O homem que chega ao pináculo raramente é feliz por muito tempo. Logo é
devorado por temores de que pode escorregar uma estaca abaixo e ser
forçado a dar seu lugar a outro. Acham-se exemplos disto no modo febril
como o artista observa a classificação do seu valor, e como o político
examina as pesquisas de sua popularidade.
Faça-se saber a um magistrado eleito que um levantamento de dados mostra
que ele é dois por cento menos popular do que antes, e ele começa a suar
como um homem a caminho da prisão. O jogador de futebol vive por médias
de rendimento em campo, o homem de negócios por seu gráfico ascendente,
e o concertista pelo medidor de seus aplausos. Não é incomum suceder que
o lutador desafiante no ringue chore abertamente por não conseguir
nocautear o campeão. Ser o segundo colocado o deixa completamente
desconsolado; tem de ser o primeiro para ser feliz.
Esta mania de sucesso seria uma boa coisa, caso fosse deslocado para
cumprimento do propósito de Deus. Mas o pecado retorceu este impulso e
fez dele uma cobiça egoística pelo primeiro lugar e pelas honras das
primeiras posições. O mundo inteiro dos homens é arrastado por esta
cobiça, como por uma correnteza feroz, e não há escape.
Quando vemos a Cristo entramos num mundo diferente. O Novo Testamento
nos apresenta uma filosofia espiritual infinitamente mais elevada do que
a que motiva o mundo, e inteiramente contrária a ela. Conforme o ensino
de Cristo, os humildes de espírito são bem-aventurados; os mansos herdam
a terra; os primeiros são os últimos, e os últimos são os primeiros; o
maior homem é aquele que serve melhor os outros; e o que perde tudo é
por fim possuirá tudo; o homem do mundo, coroado de êxito, verá os
tesouros que acumulou serem varridos pela tempestade do juízo; o mendigo
justo vai para a coroação eterna, enquanto o rico soberbo segue para a
rejeição eterna.
Jesus morreu em aparente fracasso, desacreditado pelos líderes
religiosos, rejeitado pela sociedade e abandonado por seus amigos. O
homem que o mandou para a cruz foi o estadista de sucesso cuja mão o
mercenário político beijara. Coube a ressurreição demonstrar quanto
Jesus havia triunfado e quão tragicamente o governador tinha fracassado.
Contudo, a impressão que se tem hoje é que os cristãos não aprenderam
nada. Continuamos vendo os homens julgando segundo critérios humanos!
Quanto trabalho religioso feito com o ativismo por motivações erradas!
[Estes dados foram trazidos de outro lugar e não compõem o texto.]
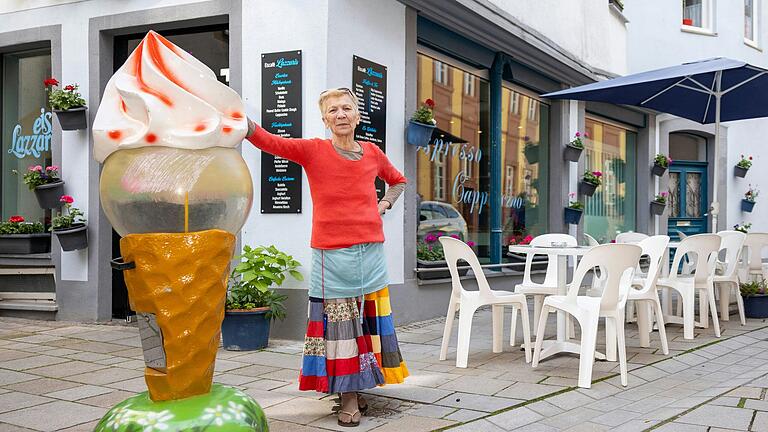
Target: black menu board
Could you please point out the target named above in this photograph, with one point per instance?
(369, 82)
(281, 115)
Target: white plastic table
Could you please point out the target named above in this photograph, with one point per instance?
(562, 344)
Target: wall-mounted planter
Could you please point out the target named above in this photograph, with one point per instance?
(587, 188)
(657, 208)
(572, 153)
(739, 171)
(48, 195)
(74, 238)
(747, 206)
(419, 134)
(572, 216)
(658, 170)
(25, 243)
(73, 118)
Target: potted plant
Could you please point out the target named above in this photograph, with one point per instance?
(421, 125)
(70, 228)
(574, 148)
(251, 302)
(755, 298)
(589, 182)
(68, 105)
(574, 210)
(658, 204)
(660, 164)
(743, 227)
(430, 255)
(46, 184)
(20, 237)
(741, 168)
(748, 202)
Quantas horas de orações vãs são gastas para pedir a Deus que abençoe
projetos para glorificação de homens! Quanto dinheiro é gasto para
promoção de exibições carnais!
O cristão verdadeiro deve fugir disto tudo e examinar lá no fundo seus
motivos íntimos. Ninguém merece sucesso enquanto não estiver disposto a
fracassar. Ninguém é digno de sucesso em atividades cristãs enquanto não
quiser que a honra da vitória vá para outrem, se esta for a vontade de
Deus.
Deus talvez permita que o seu servo tenha êxito depois de tê-lo
disciplinado, a tal ponto que ele não precise vencer para ser feliz. O
homem a quem o sucesso exalta e o fracasso abate é carnal ainda. Na
melhor das hipóteses, o fruto que der terá bicho.
Deus permitirá o sucesso a seu servo quando este aprender que o sucesso
não o torna mais caro a Deus. Não podemos comprar o favor de Deus com
grandes reuniões ou apresentando conversos ou fazendo obras embaladas
por esforço humano. Todas estas coisas podem ser realizadas sem auxílio
do Espírito Santo. Uma boa personalidade e um penetrante conhecimento da
natureza humana é tudo que qualquer pessoa precisa para ser um sucesso
nos círculos religiosos hoje em dia.
A nossa honra está em sermos precisamente o que Jesus foi e é. Ser
aceito pelo que o aceitam, rejeitado pelos que o rejeitam, amado pelos
que o amam e odiado pelos que o odeiam – que maior glória poderia advir
alguém?
Podemos dispor-nos a seguir a Cristo rumo ao fracasso. A fé se arrisca a
falhar. A ressurreição e o juízo demonstrarão perante os mundos todos,
quem ganhou e quem perdeu. Podemos esperar.